И мы надеемся реализовать полное сканирование в сценарии с библиотекой zapv2, есть ли лучший способ сделать это?

В настоящее время мы можем использовать скрипт zapv2 для приятного пассивного сканирования сайта, но пока не имеем представления о том, как использовать ZAP / zapV2 для автоматизации активного сканирования

Answer 1

В репозитории github есть примеры: https://github.com/zaproxy/zap-api-python/tree/master/src/examples

Здесь есть достойная запись: https://www.coveros.com/scripting-owasp-zap/ В вики zaproxy тоже есть детали: https://github.com/zaproxy/zaproxy/wiki/ApiPython и т. Д.

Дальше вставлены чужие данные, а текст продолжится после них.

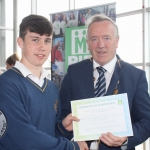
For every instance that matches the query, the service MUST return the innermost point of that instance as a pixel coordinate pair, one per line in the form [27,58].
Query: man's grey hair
[100,18]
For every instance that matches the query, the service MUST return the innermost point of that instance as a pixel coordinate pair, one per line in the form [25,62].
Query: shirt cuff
[124,146]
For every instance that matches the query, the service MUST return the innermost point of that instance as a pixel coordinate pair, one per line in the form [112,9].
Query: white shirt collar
[26,72]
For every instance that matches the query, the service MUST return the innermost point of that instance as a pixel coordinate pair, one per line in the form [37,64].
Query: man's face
[35,49]
[102,41]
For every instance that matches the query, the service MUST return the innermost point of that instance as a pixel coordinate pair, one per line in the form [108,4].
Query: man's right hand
[83,145]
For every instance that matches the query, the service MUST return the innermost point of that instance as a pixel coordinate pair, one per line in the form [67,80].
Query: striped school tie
[100,88]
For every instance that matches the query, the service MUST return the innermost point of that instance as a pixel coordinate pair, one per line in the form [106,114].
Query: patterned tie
[100,87]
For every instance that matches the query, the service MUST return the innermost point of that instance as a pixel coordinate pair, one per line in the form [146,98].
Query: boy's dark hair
[37,24]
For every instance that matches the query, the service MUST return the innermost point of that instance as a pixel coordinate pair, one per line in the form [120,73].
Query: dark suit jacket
[78,84]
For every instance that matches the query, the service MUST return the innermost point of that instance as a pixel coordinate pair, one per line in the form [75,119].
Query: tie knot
[100,69]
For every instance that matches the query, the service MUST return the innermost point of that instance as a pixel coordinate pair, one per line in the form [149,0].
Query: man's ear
[20,42]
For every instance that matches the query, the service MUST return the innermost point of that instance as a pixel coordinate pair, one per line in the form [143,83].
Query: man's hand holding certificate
[101,115]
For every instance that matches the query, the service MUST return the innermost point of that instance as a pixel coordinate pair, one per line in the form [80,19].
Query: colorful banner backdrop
[75,46]
[69,39]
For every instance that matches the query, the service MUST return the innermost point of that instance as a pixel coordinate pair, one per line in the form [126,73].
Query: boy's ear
[20,42]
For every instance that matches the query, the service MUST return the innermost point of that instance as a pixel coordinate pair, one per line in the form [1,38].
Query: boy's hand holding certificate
[101,115]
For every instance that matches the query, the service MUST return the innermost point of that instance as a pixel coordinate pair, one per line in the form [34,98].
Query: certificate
[101,115]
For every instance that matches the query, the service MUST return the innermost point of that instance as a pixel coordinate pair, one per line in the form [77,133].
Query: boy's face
[35,49]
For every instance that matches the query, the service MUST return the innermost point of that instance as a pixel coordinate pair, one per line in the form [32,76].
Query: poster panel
[69,38]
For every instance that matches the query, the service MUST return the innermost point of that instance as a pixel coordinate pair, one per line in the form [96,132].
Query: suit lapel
[88,78]
[112,89]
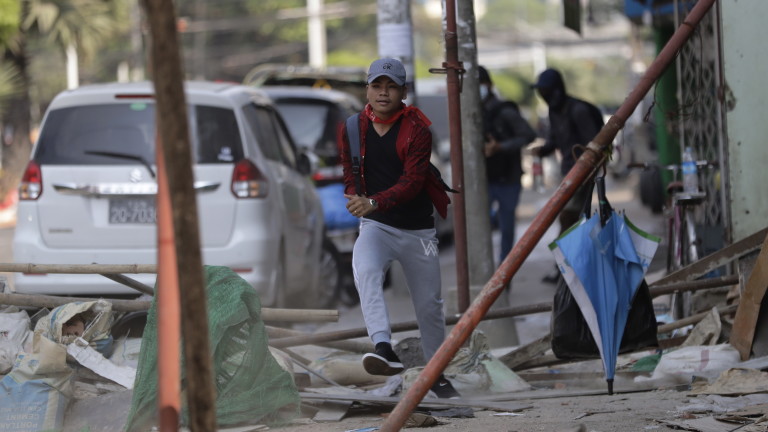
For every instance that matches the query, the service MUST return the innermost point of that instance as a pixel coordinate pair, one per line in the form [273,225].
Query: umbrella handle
[586,209]
[603,206]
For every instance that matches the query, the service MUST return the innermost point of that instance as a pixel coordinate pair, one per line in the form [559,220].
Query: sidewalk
[527,285]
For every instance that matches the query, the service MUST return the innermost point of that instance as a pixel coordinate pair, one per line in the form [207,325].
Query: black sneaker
[444,389]
[382,362]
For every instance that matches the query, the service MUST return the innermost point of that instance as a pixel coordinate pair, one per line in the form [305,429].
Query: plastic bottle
[690,172]
[538,174]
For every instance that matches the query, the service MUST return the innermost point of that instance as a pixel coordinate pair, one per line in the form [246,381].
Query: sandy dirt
[619,412]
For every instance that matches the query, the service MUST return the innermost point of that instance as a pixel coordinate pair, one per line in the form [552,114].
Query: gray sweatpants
[377,246]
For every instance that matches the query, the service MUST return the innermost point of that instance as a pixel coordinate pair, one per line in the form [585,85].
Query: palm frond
[10,85]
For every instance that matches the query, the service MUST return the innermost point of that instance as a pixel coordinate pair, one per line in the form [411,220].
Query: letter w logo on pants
[430,247]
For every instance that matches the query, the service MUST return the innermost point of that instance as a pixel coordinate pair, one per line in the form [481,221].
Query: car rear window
[118,134]
[305,119]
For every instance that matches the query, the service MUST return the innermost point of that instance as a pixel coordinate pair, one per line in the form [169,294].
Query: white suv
[88,194]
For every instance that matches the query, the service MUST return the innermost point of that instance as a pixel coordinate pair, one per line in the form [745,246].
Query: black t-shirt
[383,168]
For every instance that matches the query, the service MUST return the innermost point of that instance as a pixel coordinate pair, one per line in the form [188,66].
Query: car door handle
[206,186]
[124,188]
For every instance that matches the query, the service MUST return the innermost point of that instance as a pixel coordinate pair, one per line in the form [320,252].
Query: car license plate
[133,210]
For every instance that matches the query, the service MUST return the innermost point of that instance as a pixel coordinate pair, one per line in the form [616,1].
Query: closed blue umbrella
[603,270]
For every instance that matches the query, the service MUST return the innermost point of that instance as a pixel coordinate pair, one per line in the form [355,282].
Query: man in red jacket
[395,203]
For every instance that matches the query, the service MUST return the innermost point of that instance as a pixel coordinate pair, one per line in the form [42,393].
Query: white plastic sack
[35,394]
[98,322]
[343,368]
[93,360]
[14,332]
[679,366]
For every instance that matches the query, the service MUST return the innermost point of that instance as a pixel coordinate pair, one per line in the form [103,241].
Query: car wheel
[329,284]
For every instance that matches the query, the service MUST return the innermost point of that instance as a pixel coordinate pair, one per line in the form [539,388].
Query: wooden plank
[521,355]
[77,268]
[715,260]
[743,331]
[425,403]
[267,314]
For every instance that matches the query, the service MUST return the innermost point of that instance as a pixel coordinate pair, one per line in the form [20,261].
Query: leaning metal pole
[587,163]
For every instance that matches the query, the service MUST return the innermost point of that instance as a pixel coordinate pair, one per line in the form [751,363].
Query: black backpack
[353,133]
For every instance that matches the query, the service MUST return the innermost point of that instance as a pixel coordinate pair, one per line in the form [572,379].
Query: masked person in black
[573,123]
[506,134]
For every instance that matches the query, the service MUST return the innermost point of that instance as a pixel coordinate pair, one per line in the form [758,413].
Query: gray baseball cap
[387,67]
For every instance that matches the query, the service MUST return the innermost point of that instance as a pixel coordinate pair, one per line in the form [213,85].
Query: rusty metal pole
[587,163]
[167,76]
[453,68]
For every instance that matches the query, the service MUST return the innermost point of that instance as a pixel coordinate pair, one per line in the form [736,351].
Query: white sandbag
[14,332]
[679,366]
[97,321]
[343,368]
[95,361]
[35,394]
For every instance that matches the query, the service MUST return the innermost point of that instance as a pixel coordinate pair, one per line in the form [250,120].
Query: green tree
[65,23]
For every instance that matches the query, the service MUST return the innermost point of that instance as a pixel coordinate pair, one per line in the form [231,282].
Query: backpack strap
[353,135]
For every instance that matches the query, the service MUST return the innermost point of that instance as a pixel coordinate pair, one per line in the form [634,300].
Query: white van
[88,193]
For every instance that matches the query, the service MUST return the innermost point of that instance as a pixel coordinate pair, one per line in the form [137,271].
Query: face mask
[483,92]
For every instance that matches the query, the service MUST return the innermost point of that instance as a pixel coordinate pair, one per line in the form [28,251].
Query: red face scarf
[403,109]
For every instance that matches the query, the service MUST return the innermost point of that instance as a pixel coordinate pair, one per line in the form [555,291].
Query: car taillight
[31,185]
[247,181]
[329,174]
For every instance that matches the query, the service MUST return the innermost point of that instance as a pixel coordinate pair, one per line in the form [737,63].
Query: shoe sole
[377,365]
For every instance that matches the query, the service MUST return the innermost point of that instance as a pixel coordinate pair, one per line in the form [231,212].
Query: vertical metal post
[454,69]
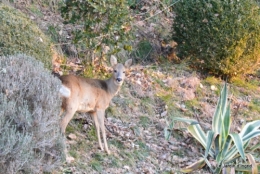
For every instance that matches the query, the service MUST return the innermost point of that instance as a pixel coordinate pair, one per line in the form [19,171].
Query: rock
[72,136]
[70,159]
[164,114]
[213,88]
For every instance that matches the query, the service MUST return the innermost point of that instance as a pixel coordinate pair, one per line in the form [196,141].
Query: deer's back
[86,94]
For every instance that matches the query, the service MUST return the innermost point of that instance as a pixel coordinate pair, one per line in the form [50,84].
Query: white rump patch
[65,92]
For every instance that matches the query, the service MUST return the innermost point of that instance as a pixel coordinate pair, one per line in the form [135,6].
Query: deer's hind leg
[101,117]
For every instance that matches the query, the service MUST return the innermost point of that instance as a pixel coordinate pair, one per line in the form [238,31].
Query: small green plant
[220,144]
[30,136]
[222,37]
[19,35]
[143,51]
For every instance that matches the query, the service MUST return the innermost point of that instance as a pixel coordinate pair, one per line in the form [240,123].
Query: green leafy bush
[20,35]
[30,138]
[220,36]
[223,148]
[99,23]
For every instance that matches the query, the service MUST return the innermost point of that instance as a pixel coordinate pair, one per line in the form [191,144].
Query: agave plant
[221,145]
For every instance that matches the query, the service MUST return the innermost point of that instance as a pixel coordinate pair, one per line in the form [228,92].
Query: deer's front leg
[97,125]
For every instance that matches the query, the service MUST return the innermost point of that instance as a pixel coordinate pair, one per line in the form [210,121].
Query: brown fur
[92,96]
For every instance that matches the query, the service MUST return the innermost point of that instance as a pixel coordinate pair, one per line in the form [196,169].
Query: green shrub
[223,149]
[20,35]
[220,36]
[30,138]
[99,24]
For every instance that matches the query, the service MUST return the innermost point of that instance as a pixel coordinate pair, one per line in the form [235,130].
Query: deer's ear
[128,63]
[113,60]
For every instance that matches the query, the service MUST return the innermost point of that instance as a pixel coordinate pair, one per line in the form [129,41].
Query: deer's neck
[112,87]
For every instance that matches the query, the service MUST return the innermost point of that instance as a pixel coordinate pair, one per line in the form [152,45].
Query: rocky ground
[139,114]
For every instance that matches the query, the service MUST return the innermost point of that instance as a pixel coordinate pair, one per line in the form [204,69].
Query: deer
[91,96]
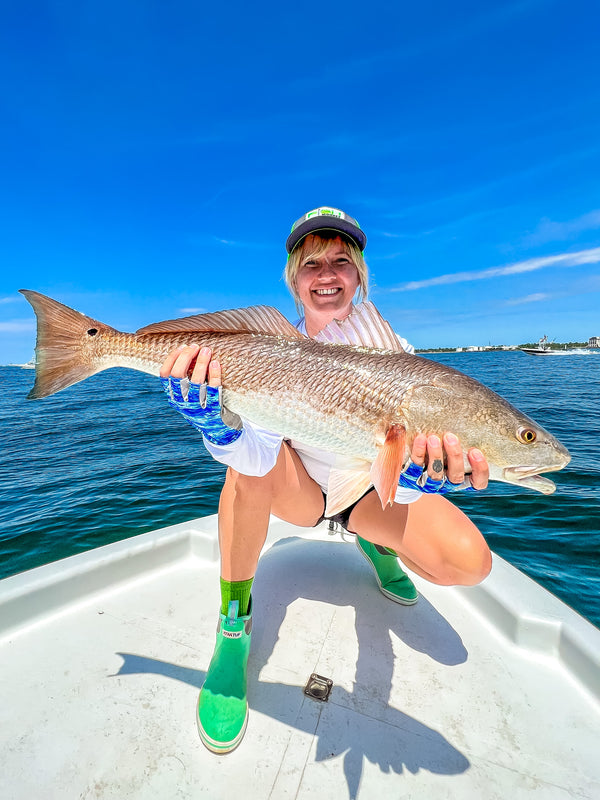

Вот пример запуска активного сканирования через API Python (при условии, что вы уже выполнили какие-либо модульные тесты или провели прокси для создания дерева сайтов, и что определено target):

print ('Active Scanning target {}'.format(target))
scanid = zap.ascan.scan(target)
while (int(zap.ascan.status(scanid)) < 100):
    # Loop until the scanner has finished
    print ('Scan progress %: {}'.format(zap.ascan.status(scanid)))
    time.sleep(5)

print ('Active Scan completed')

Конечно, вы также можете просто запустить google или duckduckgo или любой другой ваш любимый поисковик и попробовать что-то вроде "примеров zaproxy python".